Although Saso wasn’t among the pre-tournament favorites, interestingly, seven of the top eight contenders among the U.S. Open best bets were all international players. Two-time champion Park of South Korea was the 11-1 favorite to win the tourney. South Korean compatriots Jin Young Ko, Sei Young Kim, Hyo Joo Kim and So Yeon Ryu were also among the favorites, as were Ariya Jutanugarn of Thailand, and Lydia Ko of New Zealand. Jessica Korda was the only American considered to be in with a chance to win.

In the final outcome, just three of the top 12 finishers in the tournament were American players.


"Megha Ganne" by Kyle Terada/USA Today  is licensed under CC BY 3.0

International Flavor

Through the first 49 U.S. Women’s Opens, there were just five foreign-born winners. Uruguay’s Fay Crocker was the first international winner in 1955. At 41, that win made Crocker the oldest first-time winner in LPGA history.

She was followed by France’s Catherine Lacoste in 1967. They were joined by Australia’s Jan Stephenson (1983), and England’s Laura Davies and Sweden’s Liselotte Neumann, who won back-to-back in 1987-88.

Since 1995, there have been just eight U.S.-born winners of the tournament. Both Sweden’s Annika Sorenstam (1994-95) and Australia’s Karrie Webb (2000-01) won consecutive titles, as foreign players won six of seven titles between 1995-2001. 

Ten different South Korean players have won U.S. Women’s Open titles, beginning with Se Ri Pak in 1998 and most recently by Kim A-lim in 2020. Since 2015, Brittany Lang is the only American golfer to win the tournament.

Saso Rallies For Win

It certainly didn’t look like it was going to be Saso’s day when she opened her final round by posting double bogeys on the second and third holes. She rallied with three birdies over her final 12 holes to gain a place in the playoff with Japan’s Nasa Hataoka.

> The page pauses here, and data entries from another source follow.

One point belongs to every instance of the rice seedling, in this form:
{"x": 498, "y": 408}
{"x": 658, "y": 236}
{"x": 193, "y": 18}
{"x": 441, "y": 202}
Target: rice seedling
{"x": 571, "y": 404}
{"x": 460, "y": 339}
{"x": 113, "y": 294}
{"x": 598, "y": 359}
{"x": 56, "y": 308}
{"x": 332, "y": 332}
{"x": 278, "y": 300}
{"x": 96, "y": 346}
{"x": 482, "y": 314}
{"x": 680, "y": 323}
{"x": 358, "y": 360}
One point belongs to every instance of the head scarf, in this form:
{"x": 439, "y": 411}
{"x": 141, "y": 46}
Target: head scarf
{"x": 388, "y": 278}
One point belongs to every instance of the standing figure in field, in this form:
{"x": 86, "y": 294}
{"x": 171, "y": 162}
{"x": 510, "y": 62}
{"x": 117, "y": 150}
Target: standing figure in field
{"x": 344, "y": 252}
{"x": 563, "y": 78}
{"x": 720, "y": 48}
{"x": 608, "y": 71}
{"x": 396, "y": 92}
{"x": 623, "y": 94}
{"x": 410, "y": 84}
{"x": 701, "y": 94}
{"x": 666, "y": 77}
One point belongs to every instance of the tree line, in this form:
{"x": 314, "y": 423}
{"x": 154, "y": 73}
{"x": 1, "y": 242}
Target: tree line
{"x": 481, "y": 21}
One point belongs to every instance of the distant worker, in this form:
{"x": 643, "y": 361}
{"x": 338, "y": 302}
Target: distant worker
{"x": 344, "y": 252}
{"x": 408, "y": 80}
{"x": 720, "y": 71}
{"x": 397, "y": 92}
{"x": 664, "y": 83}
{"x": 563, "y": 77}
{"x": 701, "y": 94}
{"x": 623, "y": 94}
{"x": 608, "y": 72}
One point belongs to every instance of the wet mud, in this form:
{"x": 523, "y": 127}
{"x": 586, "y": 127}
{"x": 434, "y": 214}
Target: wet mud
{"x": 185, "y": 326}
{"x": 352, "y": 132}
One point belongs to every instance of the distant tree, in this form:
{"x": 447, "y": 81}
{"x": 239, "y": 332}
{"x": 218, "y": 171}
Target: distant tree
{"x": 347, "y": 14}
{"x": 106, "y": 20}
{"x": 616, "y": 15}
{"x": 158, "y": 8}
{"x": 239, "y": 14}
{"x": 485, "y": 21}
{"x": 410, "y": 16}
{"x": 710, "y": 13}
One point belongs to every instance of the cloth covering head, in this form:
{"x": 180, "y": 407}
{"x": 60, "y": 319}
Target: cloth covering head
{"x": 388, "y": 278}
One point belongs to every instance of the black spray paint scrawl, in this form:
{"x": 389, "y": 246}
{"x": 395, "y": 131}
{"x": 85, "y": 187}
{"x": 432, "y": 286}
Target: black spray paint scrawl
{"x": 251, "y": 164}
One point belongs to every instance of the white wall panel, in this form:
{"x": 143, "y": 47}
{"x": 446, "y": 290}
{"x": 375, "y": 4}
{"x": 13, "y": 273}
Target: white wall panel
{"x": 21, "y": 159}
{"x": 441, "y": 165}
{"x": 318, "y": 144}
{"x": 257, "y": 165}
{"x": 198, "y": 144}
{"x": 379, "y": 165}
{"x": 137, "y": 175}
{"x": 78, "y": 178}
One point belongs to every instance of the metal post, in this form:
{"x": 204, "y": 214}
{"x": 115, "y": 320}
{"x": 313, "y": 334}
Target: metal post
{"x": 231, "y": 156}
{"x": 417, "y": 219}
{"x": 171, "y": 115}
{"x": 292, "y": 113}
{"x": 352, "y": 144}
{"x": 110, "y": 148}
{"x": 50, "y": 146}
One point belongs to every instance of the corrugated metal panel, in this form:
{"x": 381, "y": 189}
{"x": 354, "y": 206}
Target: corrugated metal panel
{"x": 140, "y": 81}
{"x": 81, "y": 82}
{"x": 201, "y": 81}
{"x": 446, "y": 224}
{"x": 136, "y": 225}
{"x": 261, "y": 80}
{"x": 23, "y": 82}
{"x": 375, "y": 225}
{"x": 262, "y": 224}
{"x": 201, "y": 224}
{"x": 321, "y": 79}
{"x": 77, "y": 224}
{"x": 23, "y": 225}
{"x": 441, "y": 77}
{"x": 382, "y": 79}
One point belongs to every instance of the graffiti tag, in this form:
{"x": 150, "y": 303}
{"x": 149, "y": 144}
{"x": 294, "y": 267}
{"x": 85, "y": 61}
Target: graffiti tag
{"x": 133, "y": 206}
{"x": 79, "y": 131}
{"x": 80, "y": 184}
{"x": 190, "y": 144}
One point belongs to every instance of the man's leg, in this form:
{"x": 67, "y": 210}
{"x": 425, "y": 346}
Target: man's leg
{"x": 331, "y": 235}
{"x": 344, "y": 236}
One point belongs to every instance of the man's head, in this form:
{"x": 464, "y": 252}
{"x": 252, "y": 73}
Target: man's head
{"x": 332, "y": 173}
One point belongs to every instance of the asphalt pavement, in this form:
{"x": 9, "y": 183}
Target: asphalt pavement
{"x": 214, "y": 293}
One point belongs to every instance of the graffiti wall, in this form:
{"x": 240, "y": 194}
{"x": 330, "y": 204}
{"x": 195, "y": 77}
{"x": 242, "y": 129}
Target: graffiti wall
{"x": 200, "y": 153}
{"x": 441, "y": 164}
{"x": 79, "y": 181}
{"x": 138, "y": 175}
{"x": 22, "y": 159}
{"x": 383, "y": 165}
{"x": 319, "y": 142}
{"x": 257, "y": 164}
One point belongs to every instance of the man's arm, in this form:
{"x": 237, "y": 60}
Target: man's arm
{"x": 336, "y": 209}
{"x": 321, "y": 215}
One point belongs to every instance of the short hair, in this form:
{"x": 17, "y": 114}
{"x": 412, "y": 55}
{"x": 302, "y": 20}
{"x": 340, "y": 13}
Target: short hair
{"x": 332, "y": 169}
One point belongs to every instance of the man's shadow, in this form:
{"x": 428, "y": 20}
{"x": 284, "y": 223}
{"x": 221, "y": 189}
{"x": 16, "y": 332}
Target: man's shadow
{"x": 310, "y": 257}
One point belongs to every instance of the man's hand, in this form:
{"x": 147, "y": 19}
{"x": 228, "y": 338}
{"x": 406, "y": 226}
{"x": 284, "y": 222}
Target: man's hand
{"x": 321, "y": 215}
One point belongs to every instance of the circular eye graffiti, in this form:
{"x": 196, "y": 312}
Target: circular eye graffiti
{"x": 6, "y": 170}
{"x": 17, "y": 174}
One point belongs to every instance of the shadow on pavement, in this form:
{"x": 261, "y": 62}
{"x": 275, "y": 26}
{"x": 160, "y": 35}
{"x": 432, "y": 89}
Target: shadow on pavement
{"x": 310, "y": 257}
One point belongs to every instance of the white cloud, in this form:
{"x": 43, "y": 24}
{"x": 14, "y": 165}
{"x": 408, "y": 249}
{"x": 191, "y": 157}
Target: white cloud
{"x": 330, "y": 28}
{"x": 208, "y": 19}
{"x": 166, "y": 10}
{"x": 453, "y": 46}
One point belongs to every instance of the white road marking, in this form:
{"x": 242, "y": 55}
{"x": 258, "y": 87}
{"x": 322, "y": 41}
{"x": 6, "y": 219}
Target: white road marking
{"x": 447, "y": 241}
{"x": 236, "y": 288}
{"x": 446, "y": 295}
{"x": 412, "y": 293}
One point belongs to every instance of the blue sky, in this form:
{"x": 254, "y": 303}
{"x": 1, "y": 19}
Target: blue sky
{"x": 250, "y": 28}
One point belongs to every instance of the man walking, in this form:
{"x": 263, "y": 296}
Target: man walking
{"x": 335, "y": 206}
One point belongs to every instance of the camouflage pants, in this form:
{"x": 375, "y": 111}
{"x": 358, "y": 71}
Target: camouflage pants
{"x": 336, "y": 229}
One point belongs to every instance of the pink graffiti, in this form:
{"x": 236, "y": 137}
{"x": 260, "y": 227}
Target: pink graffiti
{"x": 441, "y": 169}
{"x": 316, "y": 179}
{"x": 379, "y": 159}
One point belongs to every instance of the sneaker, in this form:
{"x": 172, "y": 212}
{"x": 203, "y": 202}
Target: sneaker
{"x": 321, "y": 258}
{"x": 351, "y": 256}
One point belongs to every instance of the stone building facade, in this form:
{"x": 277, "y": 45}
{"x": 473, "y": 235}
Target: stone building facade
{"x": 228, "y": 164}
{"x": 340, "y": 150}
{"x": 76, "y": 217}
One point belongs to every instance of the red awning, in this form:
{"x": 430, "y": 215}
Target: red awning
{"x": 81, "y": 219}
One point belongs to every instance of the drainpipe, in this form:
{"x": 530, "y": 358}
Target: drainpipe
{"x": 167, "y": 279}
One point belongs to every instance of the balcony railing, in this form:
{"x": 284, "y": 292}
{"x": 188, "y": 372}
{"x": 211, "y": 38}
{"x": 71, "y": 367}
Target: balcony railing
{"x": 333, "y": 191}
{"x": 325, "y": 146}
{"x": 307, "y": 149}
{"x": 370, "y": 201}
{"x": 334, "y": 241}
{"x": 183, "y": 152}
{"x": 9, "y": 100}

Saso became the first player from the Philippines to win a golf major. This year’s event also marked the seventh straight LPGA Tour major in which a first-time winner was victorious.

Only four players managed to break par in the tournament.


"Yuka Saso" by Jed Jacobson  is licensed under CC BY 3.0

Graveyard Of Champions

For the first time, the Olympic Club was playing host to the U.S. Women’s Open. However, over three visits from the men’s version of the U.S. Open, the challenging track earned a reputation as the graveyard of champions. 

No player with the 54-hole lead at the Olympic Club has ever gone on to win the U.S. Open, and upon their first try, the women managed to maintain this unique and foreboding tradition.

American Lexi Thompson held a one-shot lead entering the final day of play following a third-round 66, her best-ever score for 18 holes in a U.S. Open. By the eighth hole of the final round Thompson had elevated her edge to five strokes.

What awaited her, though, was an epic collapse on the back nine. She played the final seven holes in five-over par, missing out on a spot in the playoff by one stroke. Thompson double bogeyed No. 11 and bogeyed the 14th hole. Further bogeys on 17 and 18 cemented her demise.

“I really didn’t feel like I hit any bad golf shots,” Thompson told the Golf Channel. “That’s what this golf course can do to you.”

If it was any consolation at all, Thompson included her name on a list alongside some of golf’s luminaries. Ben Hogan, Arnold Palmer, Tom Watson, Payne Stewart, Jim Furyk and Graeme McDowell all held the outright lead or a share of the lead and saw their advantages evaporate over the final 18 holes of a U.S. Open played at the Olympic Club.

During the 1966 U.S. Open, Palmer squandered a seven-shot lead on the back nine of the final round. He would lose in an 18-hole playoff the next day to Billy Casper.

The women also carried on the men’s tradition of fantastic finishes at the Olympic Club. This was the third of five U.S. Opens held on the course that required a playoff to determine a victor. The other two resulted in one-stroke victories over the regulation 72 holes of play.